As an ambassador for the sport, particularly in the Hong Kong women’s scene, Tsang wants to address any stigmas surrounding obstacle racing.
“It’s really necessary,” said Tsang, who clinched Spartan gold in Shanghai last month and looks to do the same in Taiwan this weekend. “Sports in general should not have age or gender limitations, especially in Hong Kong which doesn’t have many outstanding women [athletes]. I want to show people that even if you think ‘I’m a mum’ or ‘I’m fat’, you can change.
“This is a cultural problem. Hong Kong women either think it’s unhygienic with all the mud or worry they have to prepare a lot.
“Actually, it’s the opposite. Even if you haven’t prepared, you can feel what it’s like and see what your weaknesses are. It’s only then that you can get better and up the intensity.”

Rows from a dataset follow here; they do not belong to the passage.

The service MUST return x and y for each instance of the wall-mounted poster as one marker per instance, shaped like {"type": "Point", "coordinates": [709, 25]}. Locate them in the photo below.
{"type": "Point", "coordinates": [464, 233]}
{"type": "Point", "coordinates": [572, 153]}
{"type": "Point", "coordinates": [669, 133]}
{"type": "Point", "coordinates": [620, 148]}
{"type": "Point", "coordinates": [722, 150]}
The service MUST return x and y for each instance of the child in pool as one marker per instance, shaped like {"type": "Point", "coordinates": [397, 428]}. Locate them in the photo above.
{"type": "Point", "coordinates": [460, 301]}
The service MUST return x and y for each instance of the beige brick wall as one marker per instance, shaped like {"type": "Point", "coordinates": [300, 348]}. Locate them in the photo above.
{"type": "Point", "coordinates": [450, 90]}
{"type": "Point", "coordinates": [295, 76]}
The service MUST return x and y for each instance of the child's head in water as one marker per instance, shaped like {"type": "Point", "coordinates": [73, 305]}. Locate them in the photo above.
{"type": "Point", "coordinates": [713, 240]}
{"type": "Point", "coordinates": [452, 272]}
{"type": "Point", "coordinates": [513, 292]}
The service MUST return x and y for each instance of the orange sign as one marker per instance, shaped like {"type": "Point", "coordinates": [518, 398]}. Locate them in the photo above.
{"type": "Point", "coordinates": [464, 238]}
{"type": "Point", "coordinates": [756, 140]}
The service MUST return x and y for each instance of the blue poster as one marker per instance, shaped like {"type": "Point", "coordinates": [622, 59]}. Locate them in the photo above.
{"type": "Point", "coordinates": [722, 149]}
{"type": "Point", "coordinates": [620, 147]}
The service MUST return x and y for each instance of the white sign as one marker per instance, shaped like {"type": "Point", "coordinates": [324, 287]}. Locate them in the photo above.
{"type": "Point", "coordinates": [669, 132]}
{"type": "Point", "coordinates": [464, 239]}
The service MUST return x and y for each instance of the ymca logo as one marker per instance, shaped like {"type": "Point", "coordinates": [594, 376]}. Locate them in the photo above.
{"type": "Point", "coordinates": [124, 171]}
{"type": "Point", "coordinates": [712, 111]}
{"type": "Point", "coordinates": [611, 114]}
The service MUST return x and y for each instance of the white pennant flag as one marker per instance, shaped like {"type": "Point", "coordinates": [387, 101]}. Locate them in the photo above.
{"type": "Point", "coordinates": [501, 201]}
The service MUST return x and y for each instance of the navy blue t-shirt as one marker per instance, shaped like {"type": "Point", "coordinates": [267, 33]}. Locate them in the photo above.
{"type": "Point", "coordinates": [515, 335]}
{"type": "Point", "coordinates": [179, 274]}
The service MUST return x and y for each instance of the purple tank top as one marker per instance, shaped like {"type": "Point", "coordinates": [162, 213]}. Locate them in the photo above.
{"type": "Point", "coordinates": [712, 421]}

And once that constant desire to improve kicks in, athletes like Tsang look to daily routines and diets to shave time off their personal bests.
She wakes up at quarter-to-six every morning, eating one small sweet potato before her pre-work gym session. She eats muesli and almonds for breakfast; chicken breast, vegetables and brown rice for lunch; and fruit or boiled eggs for an afternoon snack. She leaves the office at six and undergoes intensive training with a personal trainer before returning home for a light dinner at eight. She makes sure she is in bed by nine.
“I sleep at the same time as my boys. I don’t have much time to watch TV or meet friends,” said Tsang. “Some people might think I’m not from this planet, but this routine gives me a lot of safety.
“This is the most confident I’ve felt in my life,” she added. “Before I got married, I liked to eat, drink, shop, play Mahjong, smoke ... I thought I was happy, but thinking back it’s actually now that I’m living the real life.
“I realised there’s no secret recipe to being an athlete. People ask why Hong Kong doesn’t [produce] many athletes, and it’s because they study and sleep late and eat processed foods like instant noodles and luncheon meat – it’s not good for your performance.”
Tsang has since encouraged her husband David and two sons – five-year-old Daniel and eight-year-old Javis – to compete in local Spartan events together and maintain healthier lifestyles.
“It’s only when it’s almost too late that you realise you have to teach them young,” she said. “My kids now know why they have to exercise, why it’s not good to eat too much sugar, and why phones get boring after a while. They are halfway there.”
Now the proud owner of abs that would make any age group jealous, Tsang hopes her rather late blossoming can inspire more Hong Kong women in future.
“As a high school student I would see beautiful girls with muscles. I thought it was just genetics because I didn’t have much knowledge about fitness.
“I didn’t know it was all training and now that I have the opportunities to do that, I hope to keep it up at least until my own kids get to high school. You have to love yourself and influence the people around you to be healthier.”